2015-12-09 Thread Karl Denninger
I doubt very much that's involved; I have multiple production systems
with dynamic_write_buffer turned on and I've yet to see a panic from
periodic activity or anything like it.

The only panic I've got open right now that's related to ZFS happens
during a send/receive backup and it's able to be reproduced only with
difficulty (it looks to be a problem in snapshot management as I've
isolated it fairly well but haven't yet found the root cause) -- and it
can be coaxed out of a bare "clean" -STABLE install with no ZFS patches
in at all.  (The codepath that results in the panic doesn't have a
logical connection to that patch, but I tested without it anyway just to
make sure.)

On 12/9/2015 15:15, Dustin Wenz wrote:
> Are you by chance using the ARC patch from this PR?
>
> https://bugs.freebsd.org/bugzilla/show_bug.cgi?id=187594
>
> Do you have a vfs.zfs.dynamic_write_buffer tunable defined, if so, what is it 
> set to?
>
>   - .Dustin
>
>
>> On Dec 9, 2015, at 3:51 AM, Alexander Leidinger  
>> wrote:
>>
>> On Wed, 09 Dec 2015 09:38:07 +0100
>> Miroslav Lachman <000.f...@quip.cz> wrote:
>>
>>> Alexander Leidinger wrote on 12/09/2015 09:00:
 Does this ring a bell for someone or any ideas before I try to hunt
 this down?
>>> The same problem was reported yesterday on Stable
>>>
>>> Periodic jobs triggering panics in 10.1 and 10.2
>>> https://lists.freebsd.org/pipermail/freebsd-stable/2015-December/083807.html
>>>
>>> Also ZFS with jails.
>> The above mail has a backtrace involving ZFS.
>>
>> I'm running the periodic scripts serially now, 8 out of 14 already
>> finished without issues.
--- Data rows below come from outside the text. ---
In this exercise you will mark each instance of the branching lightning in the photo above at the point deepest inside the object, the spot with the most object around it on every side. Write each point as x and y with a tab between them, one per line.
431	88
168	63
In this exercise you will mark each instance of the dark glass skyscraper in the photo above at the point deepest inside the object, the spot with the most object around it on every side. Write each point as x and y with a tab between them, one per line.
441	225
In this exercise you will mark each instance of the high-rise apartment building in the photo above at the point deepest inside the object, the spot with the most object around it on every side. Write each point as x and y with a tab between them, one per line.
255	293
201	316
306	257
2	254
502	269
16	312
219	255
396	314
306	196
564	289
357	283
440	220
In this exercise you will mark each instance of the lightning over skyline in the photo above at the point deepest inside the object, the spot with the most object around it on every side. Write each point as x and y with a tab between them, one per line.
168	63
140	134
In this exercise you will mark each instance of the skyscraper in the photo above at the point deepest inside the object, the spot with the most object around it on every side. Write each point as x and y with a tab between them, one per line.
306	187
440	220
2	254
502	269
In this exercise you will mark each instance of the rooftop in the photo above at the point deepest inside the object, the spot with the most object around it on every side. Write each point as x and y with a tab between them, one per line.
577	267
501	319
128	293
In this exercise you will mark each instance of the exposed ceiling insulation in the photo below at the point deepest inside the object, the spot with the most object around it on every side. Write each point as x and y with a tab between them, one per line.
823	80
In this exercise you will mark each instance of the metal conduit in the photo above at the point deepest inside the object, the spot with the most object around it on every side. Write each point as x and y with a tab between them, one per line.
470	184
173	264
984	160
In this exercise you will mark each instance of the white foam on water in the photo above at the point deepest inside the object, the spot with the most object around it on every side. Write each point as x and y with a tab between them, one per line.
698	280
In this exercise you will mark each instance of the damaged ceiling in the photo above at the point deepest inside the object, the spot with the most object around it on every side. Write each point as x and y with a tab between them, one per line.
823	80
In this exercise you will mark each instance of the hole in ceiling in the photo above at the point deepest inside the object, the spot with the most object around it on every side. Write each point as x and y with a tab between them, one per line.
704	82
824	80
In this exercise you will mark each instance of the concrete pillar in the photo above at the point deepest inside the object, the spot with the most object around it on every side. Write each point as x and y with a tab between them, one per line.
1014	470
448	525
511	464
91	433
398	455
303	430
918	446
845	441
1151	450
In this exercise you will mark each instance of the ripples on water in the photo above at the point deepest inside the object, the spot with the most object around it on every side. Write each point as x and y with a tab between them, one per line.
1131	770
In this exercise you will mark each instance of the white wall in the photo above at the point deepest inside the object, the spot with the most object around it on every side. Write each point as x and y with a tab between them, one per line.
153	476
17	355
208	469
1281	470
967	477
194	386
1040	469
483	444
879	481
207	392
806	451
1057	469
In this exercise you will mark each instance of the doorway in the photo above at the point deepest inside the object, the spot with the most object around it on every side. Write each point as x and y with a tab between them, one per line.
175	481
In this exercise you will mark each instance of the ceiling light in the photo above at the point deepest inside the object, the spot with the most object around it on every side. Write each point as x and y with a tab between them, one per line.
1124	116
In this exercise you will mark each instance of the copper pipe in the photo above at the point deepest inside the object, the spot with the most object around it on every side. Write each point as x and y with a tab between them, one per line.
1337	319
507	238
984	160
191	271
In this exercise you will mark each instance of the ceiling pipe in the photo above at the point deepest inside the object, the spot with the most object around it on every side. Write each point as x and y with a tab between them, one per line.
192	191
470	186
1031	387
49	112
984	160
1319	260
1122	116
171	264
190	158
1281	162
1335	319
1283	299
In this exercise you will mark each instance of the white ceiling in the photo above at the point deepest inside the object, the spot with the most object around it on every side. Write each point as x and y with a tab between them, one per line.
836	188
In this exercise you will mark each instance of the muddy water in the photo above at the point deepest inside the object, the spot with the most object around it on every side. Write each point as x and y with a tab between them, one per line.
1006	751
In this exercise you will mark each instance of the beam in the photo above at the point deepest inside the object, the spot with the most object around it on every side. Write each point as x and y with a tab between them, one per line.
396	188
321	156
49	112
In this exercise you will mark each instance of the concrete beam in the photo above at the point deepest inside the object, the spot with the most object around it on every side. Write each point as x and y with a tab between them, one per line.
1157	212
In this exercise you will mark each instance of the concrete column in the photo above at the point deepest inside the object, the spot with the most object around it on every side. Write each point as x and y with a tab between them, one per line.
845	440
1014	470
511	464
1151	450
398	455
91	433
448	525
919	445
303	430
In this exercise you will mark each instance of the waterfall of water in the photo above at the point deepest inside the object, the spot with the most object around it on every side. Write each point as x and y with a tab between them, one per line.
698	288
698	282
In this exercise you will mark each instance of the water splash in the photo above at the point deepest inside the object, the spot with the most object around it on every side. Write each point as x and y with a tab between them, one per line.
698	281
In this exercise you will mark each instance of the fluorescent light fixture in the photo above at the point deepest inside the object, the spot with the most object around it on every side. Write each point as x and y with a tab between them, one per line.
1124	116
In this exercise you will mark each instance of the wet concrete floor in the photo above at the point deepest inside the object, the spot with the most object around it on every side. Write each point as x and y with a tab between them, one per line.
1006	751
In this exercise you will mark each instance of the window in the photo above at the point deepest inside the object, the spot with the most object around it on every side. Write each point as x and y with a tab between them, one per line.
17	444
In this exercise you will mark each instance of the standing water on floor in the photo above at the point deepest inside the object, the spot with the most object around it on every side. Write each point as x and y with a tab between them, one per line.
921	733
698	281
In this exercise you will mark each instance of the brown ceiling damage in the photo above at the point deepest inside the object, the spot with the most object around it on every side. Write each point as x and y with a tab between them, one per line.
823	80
Smells like a concurrency issue. I would
>> assume it's something introduced between 5 and 1 month ago and MFCed
>> back to 10.
>>
>> Does this ring a bell for someone on fs@?
>>
>> Bye,
>> Alexander.
>>
>> -- 
>> http://www.Leidinger.net alexan...@leidinger.net: PGP 0xC773696B3BAC17DC
>> http://www.FreeBSD.orgnetch...@freebsd.org  : PGP 0xC773696B3BAC17DC
>> ___
>> freebsd-stable@freebsd.org mailing list
>> https://lists.freebsd.org/mailman/listinfo/freebsd-stable
>> To unsubscribe, send any mail to "freebsd-stable-unsubscr...@freebsd.org"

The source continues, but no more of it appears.